In my former life, I worked as a restaurant server. The routine of greeting customers, taking orders, and putting up with guests’ weird idiosyncrasies is still ingrained within me. While We Wait Here became an unexpectedly enjoyable exercise in flexing that atrophied muscle by letting me run a small diner frequented by weirdos in the middle of nowhere. Somehow, the fact that the world is seemingly coming apart at the seams is only slightly stranger than the patrons I’m serving.

Developed by Bad Vices Games (Ravenous Devils), this surreal adventure stars a couple running an unassuming diner. A small cast of regular customers and intriguing newcomers shuffle in and out to partake in the usual diner offerings of burgers, pancakes, and milkshakes. There’s a lot of bizarre stuff to unpack, but I found the mundane exercise of preparing and serving dishes most enjoyable. 

The limited menu features items that require two to four ingredients to create. As a fan of Overcooked, I liked the even more simplified assembly process of fetching ingredients, cooking via a deep fryer or a flattop, plating, busing tables, and collecting payment. Limited inventory slots mean you can’t carry everything (and some items must be returned after use e.g. milk cartons), engendering a fun exercise in whipping up multiple dishes as efficiently as possible. 

There’s no penalty for taking too long to cook something. Still, my dormant server instincts inspired me to challenge myself to get dishes out quickly and correctly. This self-imposed challenge added fun stakes to what’s ultimately just the basic gameplay skeleton holding While We Wait Here’s narrative meat. 

The central plot centers around a mysterious murder that unfolds in the diner. Though you switch various viewpoints, the married (?) owners take top billing. The story is told out of sequence (Christopher Nolan is beaming somewhere), making it tricky to determine when something’s happening. Jump cuts are frequent, and the husband’s switch from an Arthur Morgan-lite charmer to a bloodied ominous threat is jarring, likely by design. The outside world shifts from an ordinary desert to a supernatural thunderstorm to even having creepy shadow people roaming about. 

I frequently asked myself “Is this real?”, and I’m still unsure of what’s actually happening. The characters don’t acknowledge the chaos outside as much as I’d expect, so maybe it’s all in the head of the protagonist couple. I have some theories I can’t share as they veer into spoiler territory, but While We Wait Here feels designed to launch a thousand video essays deciphering its true intentions. It does straddle the line of trying to feel profound and rising a little too far up its butt in metaphors and symbolism. 

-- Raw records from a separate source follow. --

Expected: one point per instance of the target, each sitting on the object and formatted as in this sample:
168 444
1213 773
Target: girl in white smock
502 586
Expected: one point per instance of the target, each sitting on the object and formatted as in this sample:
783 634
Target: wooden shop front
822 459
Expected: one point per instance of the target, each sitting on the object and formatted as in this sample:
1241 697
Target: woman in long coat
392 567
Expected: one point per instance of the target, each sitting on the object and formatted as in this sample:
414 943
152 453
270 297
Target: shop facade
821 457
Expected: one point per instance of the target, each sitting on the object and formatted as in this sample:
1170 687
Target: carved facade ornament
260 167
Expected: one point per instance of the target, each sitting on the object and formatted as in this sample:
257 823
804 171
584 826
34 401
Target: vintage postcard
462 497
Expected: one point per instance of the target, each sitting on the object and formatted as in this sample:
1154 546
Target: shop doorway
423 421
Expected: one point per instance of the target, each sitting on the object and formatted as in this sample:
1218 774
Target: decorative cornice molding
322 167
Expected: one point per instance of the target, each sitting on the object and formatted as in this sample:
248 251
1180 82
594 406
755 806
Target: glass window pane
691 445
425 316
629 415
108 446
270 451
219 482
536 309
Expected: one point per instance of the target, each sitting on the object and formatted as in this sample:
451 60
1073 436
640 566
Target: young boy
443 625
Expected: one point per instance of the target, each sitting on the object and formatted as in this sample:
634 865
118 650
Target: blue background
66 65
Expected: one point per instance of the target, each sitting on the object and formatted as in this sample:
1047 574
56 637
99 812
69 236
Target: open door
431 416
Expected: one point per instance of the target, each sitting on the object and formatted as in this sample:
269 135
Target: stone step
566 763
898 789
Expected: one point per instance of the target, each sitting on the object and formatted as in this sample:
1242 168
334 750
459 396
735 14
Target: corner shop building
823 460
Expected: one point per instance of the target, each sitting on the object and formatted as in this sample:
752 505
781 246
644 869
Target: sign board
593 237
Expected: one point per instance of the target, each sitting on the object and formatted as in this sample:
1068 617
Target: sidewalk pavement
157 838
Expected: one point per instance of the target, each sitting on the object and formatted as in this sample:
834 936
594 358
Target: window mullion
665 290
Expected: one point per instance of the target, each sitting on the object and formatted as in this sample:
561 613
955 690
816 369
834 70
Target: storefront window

Interacting with the quirky clientele adds intrigue, even if their anthology-style stories feel inconsequential to the main plot. Having worked in restaurants for a few years, I quickly realized regular customers use the menu as a thinly veiled excuse to regale me with their life stories. An old-timer reminisces about how his abusive father instilled a toxic work ethic. A paranoid teenager shares a wild story about how he was abducted by aliens. The meatiest thread involves a pair of young women coping with a cheating boyfriend and a subsequent road trip that goes awry. 

These playable vignettes occasionally shake up the gameplay. One segment unfolds as a basic first-person shooting gallery. Another offers a brief yet creepy chase sequence. Making dialogue choices vaguely steers their stories and seemingly affects the main narrative, resulting in multiple endings. I must have made some bad decisions because some of the character threads didn’t get a proper resolution. As a result, the ending left me more than a little confused and itching for more answers.

I walked away from While We Wait Here with two frames of mind. As a horror game, the storytelling isn’t wholly satisfying or even coherent. But as experimental restaurant simulator, this adventure offers more appealing dish.